Best of all, Zell is a tad outspoken and always good for a great quote. During a recent appearance at the Reinventing America Summit put on by Forbes, he gave advice that could actually make you rich over time -- if you take it. During a discussion in which he dropped some real gems of wisdom, along with impressive profanity and humor, Zell said something about real estate that made an enormous amount of sense to me: "If you could find a major city that actually had a functioning, good public school system, you should buy all the real estate."
While this can be taken as a well-deserved slap at the current education system, the suggestion also contains some incredibly wise investment advice. One of the first questions people ask when moving to a new area is: How are the schools? Good schools attract businesses, and businesses bring people that buy homes. The quality of the public education system is a major factor in quality of life and property values.

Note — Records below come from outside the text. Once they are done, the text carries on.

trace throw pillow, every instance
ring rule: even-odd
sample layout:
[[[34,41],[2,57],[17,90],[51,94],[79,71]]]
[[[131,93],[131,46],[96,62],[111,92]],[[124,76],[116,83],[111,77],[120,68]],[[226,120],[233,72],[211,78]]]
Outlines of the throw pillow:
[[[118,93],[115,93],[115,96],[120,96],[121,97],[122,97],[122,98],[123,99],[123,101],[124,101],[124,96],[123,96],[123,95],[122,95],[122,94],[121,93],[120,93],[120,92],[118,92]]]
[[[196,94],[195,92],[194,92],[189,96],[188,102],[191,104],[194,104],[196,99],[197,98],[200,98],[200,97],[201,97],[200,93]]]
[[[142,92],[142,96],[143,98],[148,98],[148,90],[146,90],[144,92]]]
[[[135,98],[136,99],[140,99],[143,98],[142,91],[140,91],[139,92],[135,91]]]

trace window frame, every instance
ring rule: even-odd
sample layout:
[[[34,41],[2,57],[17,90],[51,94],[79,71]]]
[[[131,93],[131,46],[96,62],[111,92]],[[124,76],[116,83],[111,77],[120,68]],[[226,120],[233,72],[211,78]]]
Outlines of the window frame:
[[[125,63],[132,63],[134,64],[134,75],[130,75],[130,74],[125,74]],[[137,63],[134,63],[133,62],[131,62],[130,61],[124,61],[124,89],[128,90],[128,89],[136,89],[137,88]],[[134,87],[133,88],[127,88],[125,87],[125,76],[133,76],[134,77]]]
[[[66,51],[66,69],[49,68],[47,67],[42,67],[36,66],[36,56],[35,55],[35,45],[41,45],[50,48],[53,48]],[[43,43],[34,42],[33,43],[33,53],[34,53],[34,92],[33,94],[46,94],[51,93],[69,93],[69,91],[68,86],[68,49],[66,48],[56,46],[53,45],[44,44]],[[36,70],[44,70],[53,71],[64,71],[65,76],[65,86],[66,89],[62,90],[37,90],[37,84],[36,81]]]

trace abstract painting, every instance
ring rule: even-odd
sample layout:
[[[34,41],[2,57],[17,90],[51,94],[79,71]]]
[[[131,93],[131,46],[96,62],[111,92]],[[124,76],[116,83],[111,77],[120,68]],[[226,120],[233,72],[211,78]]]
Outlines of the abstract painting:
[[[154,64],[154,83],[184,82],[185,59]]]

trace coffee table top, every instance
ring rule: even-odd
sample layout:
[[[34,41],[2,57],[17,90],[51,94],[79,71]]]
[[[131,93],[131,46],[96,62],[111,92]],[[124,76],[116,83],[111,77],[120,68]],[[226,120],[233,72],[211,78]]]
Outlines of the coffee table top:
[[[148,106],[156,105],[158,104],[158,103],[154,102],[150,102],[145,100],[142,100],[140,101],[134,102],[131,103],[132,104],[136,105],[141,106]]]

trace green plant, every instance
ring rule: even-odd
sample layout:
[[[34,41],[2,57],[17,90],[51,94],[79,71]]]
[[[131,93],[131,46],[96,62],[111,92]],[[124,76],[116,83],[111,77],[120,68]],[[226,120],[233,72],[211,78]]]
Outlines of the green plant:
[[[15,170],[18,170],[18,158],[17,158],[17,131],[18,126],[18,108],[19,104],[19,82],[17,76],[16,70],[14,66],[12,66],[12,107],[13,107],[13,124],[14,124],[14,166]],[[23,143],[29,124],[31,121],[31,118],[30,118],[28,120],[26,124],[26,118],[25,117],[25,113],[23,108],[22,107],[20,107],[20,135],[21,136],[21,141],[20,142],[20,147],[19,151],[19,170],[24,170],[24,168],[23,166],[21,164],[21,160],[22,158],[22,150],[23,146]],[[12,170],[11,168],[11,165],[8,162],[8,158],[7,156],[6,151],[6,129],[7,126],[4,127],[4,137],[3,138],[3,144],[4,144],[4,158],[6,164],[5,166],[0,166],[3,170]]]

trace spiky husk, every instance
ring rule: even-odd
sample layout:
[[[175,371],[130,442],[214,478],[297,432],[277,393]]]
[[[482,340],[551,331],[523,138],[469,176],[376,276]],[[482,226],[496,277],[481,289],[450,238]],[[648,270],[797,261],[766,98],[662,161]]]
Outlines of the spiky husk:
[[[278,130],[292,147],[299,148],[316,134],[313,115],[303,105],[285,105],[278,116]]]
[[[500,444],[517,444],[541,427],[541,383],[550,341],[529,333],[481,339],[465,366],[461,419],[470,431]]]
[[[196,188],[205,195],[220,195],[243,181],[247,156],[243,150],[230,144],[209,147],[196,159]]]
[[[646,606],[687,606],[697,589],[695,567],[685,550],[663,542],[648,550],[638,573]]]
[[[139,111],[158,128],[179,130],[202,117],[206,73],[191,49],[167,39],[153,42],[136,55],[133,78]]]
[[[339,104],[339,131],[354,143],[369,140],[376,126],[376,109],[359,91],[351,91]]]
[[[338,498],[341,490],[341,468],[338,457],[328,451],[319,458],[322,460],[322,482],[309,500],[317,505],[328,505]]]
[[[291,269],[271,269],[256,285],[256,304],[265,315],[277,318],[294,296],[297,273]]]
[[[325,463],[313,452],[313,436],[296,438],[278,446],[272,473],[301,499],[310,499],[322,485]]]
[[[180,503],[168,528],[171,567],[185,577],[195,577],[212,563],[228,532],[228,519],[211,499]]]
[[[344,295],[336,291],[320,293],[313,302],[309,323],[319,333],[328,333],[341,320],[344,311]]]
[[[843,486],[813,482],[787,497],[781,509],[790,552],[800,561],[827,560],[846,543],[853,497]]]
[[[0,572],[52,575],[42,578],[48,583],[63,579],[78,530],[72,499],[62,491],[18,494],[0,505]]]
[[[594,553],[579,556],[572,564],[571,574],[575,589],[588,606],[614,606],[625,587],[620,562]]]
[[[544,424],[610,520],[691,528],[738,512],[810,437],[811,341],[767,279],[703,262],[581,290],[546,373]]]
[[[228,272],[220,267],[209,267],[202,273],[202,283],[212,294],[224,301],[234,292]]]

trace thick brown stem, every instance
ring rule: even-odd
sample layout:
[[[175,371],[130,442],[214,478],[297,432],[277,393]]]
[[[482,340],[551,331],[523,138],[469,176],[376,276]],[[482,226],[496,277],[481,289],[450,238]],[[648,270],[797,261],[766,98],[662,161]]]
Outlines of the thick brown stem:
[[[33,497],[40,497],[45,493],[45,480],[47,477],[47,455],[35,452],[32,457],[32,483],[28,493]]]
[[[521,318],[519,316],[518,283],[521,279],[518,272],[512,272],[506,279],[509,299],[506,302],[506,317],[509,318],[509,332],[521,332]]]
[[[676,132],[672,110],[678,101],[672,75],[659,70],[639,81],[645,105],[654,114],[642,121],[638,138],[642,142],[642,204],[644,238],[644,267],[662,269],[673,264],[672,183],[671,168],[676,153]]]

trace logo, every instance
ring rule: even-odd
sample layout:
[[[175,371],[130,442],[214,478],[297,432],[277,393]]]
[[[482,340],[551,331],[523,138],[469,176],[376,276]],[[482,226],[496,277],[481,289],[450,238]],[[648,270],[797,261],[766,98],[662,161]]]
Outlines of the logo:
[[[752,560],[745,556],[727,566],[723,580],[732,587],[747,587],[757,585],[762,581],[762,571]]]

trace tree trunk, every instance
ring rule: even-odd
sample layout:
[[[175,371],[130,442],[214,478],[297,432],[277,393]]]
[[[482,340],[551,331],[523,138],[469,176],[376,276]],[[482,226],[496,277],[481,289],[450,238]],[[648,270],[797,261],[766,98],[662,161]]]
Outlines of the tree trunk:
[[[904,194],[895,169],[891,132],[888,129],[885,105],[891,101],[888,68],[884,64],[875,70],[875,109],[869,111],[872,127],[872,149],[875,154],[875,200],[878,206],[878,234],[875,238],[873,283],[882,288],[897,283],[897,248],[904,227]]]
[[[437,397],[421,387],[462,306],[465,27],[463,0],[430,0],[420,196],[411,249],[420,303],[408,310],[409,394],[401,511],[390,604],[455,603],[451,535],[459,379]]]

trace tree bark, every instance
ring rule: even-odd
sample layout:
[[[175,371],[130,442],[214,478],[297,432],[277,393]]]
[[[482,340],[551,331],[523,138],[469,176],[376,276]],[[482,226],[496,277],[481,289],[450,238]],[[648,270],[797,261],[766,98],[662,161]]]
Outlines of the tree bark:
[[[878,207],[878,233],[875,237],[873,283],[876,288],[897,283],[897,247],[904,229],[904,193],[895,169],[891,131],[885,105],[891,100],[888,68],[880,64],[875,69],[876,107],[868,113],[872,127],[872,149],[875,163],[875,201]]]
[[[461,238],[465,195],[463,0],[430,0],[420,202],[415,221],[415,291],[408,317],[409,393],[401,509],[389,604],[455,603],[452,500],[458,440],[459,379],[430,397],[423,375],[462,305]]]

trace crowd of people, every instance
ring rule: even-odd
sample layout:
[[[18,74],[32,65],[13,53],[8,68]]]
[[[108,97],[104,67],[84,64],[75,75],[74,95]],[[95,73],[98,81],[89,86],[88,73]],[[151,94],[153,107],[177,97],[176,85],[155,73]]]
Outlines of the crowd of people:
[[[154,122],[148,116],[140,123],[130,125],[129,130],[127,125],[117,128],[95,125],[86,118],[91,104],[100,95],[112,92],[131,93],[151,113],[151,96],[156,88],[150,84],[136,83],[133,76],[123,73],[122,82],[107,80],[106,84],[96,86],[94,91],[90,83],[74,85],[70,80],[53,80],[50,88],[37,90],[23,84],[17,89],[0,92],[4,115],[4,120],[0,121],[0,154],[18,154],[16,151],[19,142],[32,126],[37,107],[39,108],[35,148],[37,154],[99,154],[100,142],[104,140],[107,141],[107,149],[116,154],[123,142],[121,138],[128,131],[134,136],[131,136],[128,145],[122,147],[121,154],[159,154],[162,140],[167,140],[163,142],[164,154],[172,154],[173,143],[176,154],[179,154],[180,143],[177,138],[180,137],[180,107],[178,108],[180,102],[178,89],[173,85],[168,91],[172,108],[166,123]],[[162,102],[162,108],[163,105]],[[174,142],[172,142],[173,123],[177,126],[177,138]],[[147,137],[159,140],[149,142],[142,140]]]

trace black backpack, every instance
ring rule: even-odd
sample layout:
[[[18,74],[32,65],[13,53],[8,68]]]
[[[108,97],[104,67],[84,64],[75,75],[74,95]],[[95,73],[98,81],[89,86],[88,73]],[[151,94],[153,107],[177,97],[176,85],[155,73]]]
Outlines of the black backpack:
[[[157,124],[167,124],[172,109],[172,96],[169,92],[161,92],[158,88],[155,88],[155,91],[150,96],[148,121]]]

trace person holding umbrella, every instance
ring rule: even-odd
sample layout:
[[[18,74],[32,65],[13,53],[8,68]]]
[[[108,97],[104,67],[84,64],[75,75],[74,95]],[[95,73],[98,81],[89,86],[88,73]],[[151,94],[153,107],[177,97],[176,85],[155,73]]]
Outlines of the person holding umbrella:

While I can't think of a way to buy real estate in the public market with that kind of precision, I can think of a way to invest in companies that will directly benefit from strong real estate markets. Outside of the property owners themselves, the companies with the most exposure and potential profit from a strong school system are the local banks. It makes an enormous amount of sense to me, in order to get more bang for your buck, to look for regional and community banks -- my Trade of the Decade -- that serve cities with a strong school system.
The best public school system in the nation, according to GreatSchools.com, is in Raleigh, N.C. This city of 375,000 has recovered from the recession more quickly than most of the rest of the nation, and it has shown up on several lists of best places to live in the U.S.
One of the largest banks in Raleigh is First Citizens Bank and Trust, operating under First Citizens Bancshares (FCNCA). The bank has 414 branches and also serves the rest of North Carolina as well as 15 other states and Washington, D.C. The bank has been a buyer during the crisis, and it just closed on its acquisition of Mountain First Bank and Trust in order to expand its footprint in North Carolina. The stock, which closed Friday at $238.96, is not particularly cheap at 1.6x book value. However, it should definitely be on your watch list. It is a very well-run bank that should be able to grow as the region continues to improve. There are also a few micro-cap banks that serve Raleigh that are too small to mention here, but it would be worth your time to search for them.
I could not find any publicly traded banks in the second-best city, Colorado Springs, Colo., or the third, Mesa, Ariz. However, Honolulu is the city with the fourth-best public-school system in the country, and it offers investors an opportunity o benefit from great schools and strong real estate markets. There is only one school district in Hawaii, and Honolulu is part of it. The average school size is pretty small, and the student-to-teacher ratio is just 14 to 1 -- so, in addition to living in paradise, if you're living in Hawaii you have the bonus of a great education for your kids.
An obvious beneficiary of these conditions is Territorial Bancorp (TBNK), whose shares closed Friday at $21.64. Founded in 1921, the bank has grown to 28 branches in the state. It has about $1.6 billion in assets and an equity-to-assets ratio of 12.2x, and nonperforming assets are 0.38% of total assets. The bank's loans are 95% residential real estate -- so as Hawaii goes, the bank goes. Hawaii and Honolulu seem to be going in the right direction right now, and that's potentially great news for the bank. The shares trade at some 95% of book value. They are cheap enough to buy a little at these levels, and I would plan to buy a lot more if we get a market pullback that brings the shares down a bit.